Jason Burton and Professor Marc Hansen, Department of Physiology and Developmental Biology
Cancer is one of the leading causes of death in the United States. This is mostly due to a lack of understanding into the function of cancer and the different mechanisms it uses to spread. The process by which cancer cells detach from the primary tumor and spread to form metastases is known as Epithelial Mesenchymal Transition (EMT). EMT is a process whereby specialized epithelial cells undergo a transformation back to primitive, mobile cells (see figure 1). These cells can travel through the basement membranes and enter the nervous and vascular systems and spread throughout the body. This process has been well documented in MDCK (kidney) cells and can be induced by stimulating the cMET pathway by HGF (Hepatocyte Growth Factor) treatment; however, a comprehensive picture of gene activity and splicing events during EMT has not yet been compiled.
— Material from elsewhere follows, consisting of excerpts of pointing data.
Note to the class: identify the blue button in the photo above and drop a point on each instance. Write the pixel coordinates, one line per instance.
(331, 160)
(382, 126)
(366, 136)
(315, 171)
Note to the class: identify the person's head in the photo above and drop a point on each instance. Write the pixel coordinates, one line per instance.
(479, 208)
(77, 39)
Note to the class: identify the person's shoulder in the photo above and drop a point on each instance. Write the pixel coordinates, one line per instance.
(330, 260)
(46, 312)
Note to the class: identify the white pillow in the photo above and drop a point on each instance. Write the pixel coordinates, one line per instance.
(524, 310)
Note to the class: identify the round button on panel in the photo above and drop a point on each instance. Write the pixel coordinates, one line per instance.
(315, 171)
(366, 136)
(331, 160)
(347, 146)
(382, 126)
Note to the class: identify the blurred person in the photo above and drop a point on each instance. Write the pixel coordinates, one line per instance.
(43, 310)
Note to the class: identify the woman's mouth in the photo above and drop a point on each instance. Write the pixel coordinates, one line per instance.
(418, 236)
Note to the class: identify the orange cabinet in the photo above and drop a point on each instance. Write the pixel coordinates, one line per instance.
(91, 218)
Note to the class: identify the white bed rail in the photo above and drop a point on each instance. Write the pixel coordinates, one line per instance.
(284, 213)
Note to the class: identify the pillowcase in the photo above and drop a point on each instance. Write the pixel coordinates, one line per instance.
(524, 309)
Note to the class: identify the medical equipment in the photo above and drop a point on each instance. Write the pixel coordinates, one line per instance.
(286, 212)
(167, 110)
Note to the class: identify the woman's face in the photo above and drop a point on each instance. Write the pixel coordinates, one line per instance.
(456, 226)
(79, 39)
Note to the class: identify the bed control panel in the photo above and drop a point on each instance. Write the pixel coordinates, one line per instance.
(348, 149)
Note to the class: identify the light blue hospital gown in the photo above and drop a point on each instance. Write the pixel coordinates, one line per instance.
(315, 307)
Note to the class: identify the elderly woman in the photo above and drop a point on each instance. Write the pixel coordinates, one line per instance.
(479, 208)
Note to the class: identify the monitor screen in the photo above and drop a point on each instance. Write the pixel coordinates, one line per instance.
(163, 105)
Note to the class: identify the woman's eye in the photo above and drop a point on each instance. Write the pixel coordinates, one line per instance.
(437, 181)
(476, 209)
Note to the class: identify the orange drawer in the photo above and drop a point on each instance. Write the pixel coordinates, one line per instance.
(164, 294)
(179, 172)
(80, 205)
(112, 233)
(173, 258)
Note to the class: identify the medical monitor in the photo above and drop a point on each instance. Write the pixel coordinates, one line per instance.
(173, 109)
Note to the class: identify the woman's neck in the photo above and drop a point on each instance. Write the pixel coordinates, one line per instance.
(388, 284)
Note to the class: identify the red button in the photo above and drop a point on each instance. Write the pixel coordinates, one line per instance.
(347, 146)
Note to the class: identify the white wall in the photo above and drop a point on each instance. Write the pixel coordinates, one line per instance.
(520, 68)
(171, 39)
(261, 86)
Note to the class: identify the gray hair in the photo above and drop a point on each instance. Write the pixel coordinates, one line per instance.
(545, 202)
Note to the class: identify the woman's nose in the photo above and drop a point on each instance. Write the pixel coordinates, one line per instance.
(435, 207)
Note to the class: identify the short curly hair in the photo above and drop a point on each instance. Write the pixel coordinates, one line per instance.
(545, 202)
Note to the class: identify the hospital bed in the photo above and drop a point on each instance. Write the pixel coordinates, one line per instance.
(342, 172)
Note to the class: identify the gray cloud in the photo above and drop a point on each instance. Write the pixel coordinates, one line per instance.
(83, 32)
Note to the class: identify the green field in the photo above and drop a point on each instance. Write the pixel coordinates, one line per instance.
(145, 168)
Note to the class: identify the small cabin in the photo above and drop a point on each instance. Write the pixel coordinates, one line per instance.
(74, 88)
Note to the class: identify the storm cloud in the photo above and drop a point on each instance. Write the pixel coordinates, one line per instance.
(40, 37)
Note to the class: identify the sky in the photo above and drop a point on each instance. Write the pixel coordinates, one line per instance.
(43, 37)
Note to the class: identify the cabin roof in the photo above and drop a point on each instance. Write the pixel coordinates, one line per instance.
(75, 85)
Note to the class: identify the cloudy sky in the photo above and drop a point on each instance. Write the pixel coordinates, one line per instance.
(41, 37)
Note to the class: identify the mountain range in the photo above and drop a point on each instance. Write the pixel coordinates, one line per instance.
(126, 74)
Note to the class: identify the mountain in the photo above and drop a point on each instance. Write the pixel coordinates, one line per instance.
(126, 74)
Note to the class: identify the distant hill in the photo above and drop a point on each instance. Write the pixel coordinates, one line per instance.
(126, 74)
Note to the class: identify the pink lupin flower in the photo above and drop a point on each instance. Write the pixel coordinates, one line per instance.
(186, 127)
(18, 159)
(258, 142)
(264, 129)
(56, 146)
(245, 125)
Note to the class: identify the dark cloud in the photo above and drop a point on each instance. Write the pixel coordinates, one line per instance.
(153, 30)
My proposed research was to design an experiment that would analyze the gene expression through various time-points of EMT. This would allow us to form a more complete picture of the processes that lead to detachment and invasion of cancerous cells into neighboring tissues. Understanding the changes in gene expression could lead to development of new targets for drug therapy and a reduction in remission of cancer. To compare the gene expression of MDCK cells undergoing EMT, we will extract mRNA from cells that have been treated with HGF for varying amounts of time, convert the mRNA to cDNA, and then sequence the DNA using Illumina Next Generation technology.
To harvest the mRNA from cells, the cells must be scraped off of the plates and spun in a micro-centrifuge to pellet the cells at the bottom of the snap-cap. Cells are then lysed with detergent and treated with RNAse to preserve intact mRNA. The cell slurry is then run through the Invitrogen RNeasy kit and isolates total RNA. We then use the Illumina Tru-Seq kit to isolate mRNA from that sample and convert the samples from single-stranded RNA to double-stranded cDNA. These samples have tags attached to the end for identification after sequencing. Samples are pooled together and mailed to Boston University where the Sequencing Core Lab sequences the DNA and returns the data. Each run of the Illumina Sequencer produces around 500 GBs of data and will need to be interpreted to define what interactions are occurring. We’ll be looking for up and down-regulation of key genes involved in cell motility and function, as well as different splice variations of RNA.
Unfortunately, the predicted timetable for completing this experiment and acquiring publication quality data was not met. Multiple road blocks were encountered along the way; some were beyond my control and others could have been fixed with better planning.
Whole mRNA sequencing techniques are brand new to the Hansen lab, and mistakes are always inherent with a first attempt in anything. An early mistake that occurred was in ordering the wrong sequencing prep kit. Illumina makes multiple kits that are used in mRNA sequencing experiments, and through lack of research and an acquisition of increased knowledge at a later point, we realized we had ordered the wrong kit. Time was used to try and make the kit work, but when it was determined it would be best to replace the kit, we decided to do so. This was followed by successive contaminations of cell growth media and the incubator, which delayed our ability to grow and prepare cell samples by two or three months. Once we had the correct kit, all the reagents needed and cells prepared, the mRNA isolation and cDNA preparation went according to plan, though delayed. These samples were mailed to Boston University at the end of May where a collaborator is working with us to run the samples through the sequencer. After waiting in the queue for a couple of weeks, the samples were run through the machine, only to encounter more complications and delays.
The Illumina machine has an attached hard drive and computer processor that converts raw data into a usable format. Data must then be extracted from that hard drive and run through another computer program before it is available to view and analyze. The hard drive associated with the machine failed and raw data had to be stored on a separate hard drive until the first was repaired. This caused a back-up in samples that needed to be run and in data that was being exported from the lab. Once that hard drive was repaired, and the data was fed through the processor, there was another fail in the secondary computer program. This means that the data was available but still not on a usable format.
Due to these delays and problems, the data is currently at this state; available, but unusable. We expect to receive the data any day now and will begin data analysis. This will be time consuming, requiring many hours of work on the computer. We hope to be able to identify factors that play a significant role in EMT and the spread of cancer to metastatic tumors. Further research will be done to compare those proteins to known pathways and determine the next steps from there. Our findings will be published in a peer reviewed journal.